Reductions of non-lc ideals and non $F$-pure ideals assuming weak ordinarity

TL;DR

This paper demonstrates, under the weak ordinarity conjecture, that the reductions of non-lc ideals match non-$F$-pure ideals for a dense set of primes, linking complex and positive characteristic singularity invariants.

Contribution

It establishes a connection between non-lc ideals and non-$F$-pure ideals via reductions assuming weak ordinarity, extending the understanding of singularities across characteristics.

Findings

Reductions of non-lc ideals coincide with non-$F$-pure ideals on a dense set of primes.

The result applies to klt pairs and certain lc pairs with principal ideals.

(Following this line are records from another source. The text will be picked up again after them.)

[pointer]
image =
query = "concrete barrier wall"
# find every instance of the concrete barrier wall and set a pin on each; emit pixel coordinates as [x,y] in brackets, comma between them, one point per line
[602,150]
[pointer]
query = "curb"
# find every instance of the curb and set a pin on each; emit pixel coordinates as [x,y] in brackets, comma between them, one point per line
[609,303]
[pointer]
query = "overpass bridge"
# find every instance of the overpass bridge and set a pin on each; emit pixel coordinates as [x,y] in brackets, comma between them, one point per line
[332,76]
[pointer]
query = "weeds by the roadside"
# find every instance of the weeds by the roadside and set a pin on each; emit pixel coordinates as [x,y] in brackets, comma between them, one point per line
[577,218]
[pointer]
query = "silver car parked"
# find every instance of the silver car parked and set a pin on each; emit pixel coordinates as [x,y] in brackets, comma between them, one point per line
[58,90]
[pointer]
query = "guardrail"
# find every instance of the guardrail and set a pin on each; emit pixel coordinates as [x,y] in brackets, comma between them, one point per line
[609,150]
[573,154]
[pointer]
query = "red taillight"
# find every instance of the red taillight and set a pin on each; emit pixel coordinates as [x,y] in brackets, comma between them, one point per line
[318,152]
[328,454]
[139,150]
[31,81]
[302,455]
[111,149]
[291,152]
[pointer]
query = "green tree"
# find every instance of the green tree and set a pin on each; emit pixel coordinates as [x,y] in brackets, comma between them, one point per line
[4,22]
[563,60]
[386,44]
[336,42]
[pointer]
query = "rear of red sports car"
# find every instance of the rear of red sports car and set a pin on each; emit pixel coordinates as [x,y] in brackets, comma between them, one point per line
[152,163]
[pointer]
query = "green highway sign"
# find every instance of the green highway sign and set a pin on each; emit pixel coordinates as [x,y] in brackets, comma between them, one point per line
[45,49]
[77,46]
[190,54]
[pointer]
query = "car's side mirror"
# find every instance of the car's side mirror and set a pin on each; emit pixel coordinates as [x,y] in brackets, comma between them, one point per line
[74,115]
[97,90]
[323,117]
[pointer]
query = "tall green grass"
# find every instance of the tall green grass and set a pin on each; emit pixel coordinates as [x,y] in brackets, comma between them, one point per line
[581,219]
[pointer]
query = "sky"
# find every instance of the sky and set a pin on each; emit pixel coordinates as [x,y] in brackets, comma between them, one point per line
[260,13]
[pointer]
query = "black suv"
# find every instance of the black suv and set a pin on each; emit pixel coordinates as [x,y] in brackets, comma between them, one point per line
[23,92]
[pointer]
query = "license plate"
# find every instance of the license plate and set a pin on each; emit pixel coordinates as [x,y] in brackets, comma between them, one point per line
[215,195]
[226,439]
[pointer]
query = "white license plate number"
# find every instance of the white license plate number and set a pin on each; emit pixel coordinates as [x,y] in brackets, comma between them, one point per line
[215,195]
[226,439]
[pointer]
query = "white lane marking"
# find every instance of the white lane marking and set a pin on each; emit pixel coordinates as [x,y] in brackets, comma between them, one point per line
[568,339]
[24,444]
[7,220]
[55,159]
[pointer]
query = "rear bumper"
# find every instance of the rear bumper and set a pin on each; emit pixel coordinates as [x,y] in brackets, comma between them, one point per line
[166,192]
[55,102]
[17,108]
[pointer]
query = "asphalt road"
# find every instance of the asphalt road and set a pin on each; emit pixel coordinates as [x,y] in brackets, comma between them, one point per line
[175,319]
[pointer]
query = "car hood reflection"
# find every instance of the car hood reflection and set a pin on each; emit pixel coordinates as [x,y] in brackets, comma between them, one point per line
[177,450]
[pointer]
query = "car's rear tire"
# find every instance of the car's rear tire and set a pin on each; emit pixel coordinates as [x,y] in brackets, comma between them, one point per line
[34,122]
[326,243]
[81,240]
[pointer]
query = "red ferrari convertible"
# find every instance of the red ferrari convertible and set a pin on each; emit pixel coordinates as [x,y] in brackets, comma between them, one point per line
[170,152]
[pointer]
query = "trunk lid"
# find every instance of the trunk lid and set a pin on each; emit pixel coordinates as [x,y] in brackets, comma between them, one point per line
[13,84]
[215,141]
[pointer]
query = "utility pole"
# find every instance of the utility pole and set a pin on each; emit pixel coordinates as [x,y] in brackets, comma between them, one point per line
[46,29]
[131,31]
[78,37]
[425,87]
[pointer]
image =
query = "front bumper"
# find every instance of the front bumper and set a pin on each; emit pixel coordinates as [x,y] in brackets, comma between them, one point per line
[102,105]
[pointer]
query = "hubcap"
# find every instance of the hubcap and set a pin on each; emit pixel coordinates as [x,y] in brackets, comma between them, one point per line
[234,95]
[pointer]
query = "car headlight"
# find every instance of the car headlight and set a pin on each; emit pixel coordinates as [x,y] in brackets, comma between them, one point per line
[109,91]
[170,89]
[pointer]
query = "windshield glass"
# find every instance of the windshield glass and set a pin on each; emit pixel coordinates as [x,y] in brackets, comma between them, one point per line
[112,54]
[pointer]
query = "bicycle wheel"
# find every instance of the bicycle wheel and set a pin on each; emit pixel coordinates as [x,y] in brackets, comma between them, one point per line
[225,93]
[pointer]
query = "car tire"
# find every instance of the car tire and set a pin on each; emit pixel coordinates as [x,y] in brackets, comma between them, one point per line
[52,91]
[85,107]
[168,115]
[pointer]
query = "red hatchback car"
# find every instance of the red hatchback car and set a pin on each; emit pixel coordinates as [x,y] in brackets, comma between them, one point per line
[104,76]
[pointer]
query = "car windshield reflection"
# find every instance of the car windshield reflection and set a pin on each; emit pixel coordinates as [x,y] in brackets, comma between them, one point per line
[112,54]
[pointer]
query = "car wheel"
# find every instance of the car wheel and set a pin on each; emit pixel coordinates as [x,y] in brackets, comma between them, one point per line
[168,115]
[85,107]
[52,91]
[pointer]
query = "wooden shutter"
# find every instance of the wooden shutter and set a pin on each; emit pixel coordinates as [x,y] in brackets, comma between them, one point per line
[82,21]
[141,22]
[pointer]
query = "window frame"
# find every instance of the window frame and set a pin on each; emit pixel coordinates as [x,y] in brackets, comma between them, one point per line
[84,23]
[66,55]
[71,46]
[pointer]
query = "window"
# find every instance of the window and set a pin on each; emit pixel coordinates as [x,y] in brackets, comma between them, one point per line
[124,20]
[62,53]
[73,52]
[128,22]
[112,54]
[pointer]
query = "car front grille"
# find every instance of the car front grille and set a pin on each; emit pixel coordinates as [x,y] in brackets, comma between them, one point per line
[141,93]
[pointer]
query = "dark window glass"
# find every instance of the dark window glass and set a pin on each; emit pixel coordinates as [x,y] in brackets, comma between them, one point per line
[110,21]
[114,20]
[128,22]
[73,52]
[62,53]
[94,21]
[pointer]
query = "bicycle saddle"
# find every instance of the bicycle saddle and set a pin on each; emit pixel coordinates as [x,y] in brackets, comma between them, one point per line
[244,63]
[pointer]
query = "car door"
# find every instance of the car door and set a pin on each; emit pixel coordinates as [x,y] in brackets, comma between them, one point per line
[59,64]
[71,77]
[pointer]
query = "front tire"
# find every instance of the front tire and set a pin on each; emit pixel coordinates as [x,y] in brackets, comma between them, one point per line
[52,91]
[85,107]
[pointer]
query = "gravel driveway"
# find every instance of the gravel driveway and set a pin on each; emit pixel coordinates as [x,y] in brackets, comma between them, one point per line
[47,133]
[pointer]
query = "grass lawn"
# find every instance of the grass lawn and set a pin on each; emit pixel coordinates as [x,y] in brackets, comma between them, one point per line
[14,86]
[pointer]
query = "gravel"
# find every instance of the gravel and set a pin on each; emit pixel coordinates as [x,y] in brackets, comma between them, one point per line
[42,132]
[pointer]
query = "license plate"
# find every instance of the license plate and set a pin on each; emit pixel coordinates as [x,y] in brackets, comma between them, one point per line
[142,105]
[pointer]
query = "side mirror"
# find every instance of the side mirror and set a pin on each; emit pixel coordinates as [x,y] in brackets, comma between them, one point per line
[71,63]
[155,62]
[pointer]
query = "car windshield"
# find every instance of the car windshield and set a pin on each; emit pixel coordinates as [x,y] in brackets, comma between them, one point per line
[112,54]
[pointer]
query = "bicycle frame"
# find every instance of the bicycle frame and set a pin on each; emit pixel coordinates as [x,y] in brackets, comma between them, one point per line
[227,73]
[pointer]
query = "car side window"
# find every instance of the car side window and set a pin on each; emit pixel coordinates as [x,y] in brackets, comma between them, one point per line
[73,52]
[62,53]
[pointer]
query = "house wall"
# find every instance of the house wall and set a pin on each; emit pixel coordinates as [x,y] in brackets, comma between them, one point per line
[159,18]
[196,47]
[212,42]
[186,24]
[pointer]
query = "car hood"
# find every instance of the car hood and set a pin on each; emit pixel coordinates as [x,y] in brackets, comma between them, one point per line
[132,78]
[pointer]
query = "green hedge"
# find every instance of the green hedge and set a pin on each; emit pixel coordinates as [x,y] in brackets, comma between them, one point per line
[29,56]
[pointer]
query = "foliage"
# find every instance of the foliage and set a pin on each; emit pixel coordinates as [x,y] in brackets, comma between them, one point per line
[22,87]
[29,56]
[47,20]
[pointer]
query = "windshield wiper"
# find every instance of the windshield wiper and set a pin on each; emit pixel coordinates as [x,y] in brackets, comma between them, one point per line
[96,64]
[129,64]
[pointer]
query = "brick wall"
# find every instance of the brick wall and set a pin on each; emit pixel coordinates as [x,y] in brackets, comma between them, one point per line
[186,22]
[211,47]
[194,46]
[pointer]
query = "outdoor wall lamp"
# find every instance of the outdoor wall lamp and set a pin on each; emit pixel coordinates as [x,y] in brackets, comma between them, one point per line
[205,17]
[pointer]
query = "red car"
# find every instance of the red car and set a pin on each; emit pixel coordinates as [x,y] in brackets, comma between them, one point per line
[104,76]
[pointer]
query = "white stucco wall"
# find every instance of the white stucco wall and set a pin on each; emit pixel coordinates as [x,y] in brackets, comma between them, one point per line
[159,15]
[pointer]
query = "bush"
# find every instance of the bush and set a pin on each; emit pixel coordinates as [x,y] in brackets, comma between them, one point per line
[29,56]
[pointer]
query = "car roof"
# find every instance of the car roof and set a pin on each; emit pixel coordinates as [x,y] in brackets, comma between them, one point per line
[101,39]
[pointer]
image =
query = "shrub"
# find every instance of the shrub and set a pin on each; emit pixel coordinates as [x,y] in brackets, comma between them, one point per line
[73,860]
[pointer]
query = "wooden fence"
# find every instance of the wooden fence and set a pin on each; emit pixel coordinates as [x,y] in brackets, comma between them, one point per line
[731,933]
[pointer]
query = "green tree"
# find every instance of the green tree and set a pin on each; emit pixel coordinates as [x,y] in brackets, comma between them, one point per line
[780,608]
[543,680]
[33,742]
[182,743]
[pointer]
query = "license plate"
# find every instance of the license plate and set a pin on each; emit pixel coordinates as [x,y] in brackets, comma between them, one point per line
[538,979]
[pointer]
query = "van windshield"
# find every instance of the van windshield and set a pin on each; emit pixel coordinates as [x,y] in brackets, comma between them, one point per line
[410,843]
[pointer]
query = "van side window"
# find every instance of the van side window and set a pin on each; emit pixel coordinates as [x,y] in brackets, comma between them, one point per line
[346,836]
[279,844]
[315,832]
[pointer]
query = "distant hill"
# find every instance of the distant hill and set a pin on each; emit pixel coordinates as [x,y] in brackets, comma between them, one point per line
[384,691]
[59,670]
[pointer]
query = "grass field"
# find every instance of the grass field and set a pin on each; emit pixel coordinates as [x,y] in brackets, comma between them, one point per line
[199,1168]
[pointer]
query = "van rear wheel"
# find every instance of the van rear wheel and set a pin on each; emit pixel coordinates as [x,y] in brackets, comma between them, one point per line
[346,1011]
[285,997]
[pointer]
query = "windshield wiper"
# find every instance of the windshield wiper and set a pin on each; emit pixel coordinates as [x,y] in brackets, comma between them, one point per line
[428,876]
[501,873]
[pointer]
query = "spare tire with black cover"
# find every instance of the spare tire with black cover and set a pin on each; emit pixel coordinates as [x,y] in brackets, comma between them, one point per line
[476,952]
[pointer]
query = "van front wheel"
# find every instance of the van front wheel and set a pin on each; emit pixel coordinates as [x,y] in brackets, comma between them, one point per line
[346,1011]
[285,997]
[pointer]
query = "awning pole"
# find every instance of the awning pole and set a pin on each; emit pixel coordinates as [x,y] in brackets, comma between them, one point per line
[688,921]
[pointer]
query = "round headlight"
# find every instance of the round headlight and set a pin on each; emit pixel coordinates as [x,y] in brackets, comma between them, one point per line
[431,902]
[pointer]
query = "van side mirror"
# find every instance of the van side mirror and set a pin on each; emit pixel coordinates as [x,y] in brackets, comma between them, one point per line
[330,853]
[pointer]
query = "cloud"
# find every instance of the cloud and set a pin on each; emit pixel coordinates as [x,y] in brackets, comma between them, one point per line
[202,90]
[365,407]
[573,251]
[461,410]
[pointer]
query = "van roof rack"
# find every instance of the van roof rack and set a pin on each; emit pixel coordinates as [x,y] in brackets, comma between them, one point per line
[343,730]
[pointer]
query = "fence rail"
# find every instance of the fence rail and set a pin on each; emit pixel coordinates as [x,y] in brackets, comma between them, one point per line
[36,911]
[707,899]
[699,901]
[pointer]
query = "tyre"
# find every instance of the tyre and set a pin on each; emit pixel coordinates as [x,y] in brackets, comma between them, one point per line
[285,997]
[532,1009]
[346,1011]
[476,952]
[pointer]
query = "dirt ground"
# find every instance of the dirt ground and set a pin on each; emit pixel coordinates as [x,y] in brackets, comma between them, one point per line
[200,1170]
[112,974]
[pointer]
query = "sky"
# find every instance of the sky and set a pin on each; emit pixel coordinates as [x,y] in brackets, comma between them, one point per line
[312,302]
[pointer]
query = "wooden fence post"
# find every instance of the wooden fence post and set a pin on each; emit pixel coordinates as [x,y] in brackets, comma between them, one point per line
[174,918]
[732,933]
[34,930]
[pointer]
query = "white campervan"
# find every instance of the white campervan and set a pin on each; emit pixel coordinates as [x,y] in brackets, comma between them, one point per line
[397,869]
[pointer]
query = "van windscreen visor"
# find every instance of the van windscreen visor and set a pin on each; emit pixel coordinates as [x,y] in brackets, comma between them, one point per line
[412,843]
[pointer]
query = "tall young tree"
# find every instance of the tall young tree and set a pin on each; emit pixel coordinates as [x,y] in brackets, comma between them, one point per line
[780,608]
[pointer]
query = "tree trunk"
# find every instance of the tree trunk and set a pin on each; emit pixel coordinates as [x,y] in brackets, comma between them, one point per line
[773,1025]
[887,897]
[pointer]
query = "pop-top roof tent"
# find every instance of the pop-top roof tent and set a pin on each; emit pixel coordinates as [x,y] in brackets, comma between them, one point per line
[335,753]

The work relies on the weak ordinarity conjecture to relate complex and positive characteristic invariants.

Abstract

Assume $X$ is a variety over $\mathbb{C}$, $A \subseteq \mathbb{C}$ is a finitely generated $\mathbb{Z}$-algebra and $X_A$ a model of $X$ (i.e. $X_A \times_A \mathbb{C} \cong X$). Assuming the weak ordinarity conjecture we show that there is a dense set $S \subseteq \text{Spec } A$ such that for every closed point $s$ of $S$ the reduction of the maximal non-lc ideal filtration $\mathcal{J}'(X, \Delta, \mathfrak{a}^\lambda)$ coincides with the non-$F$-pure ideal filtration $\sigma(X_s, \Delta_s, \mathfrak{a}_s^\lambda)$ provided that $(X, \Delta)$ is klt or if $(X, \Delta)$ is log canonical, $\mathfrak{a}$ is principal and the non-klt locus is contained in $\mathfrak{a}$.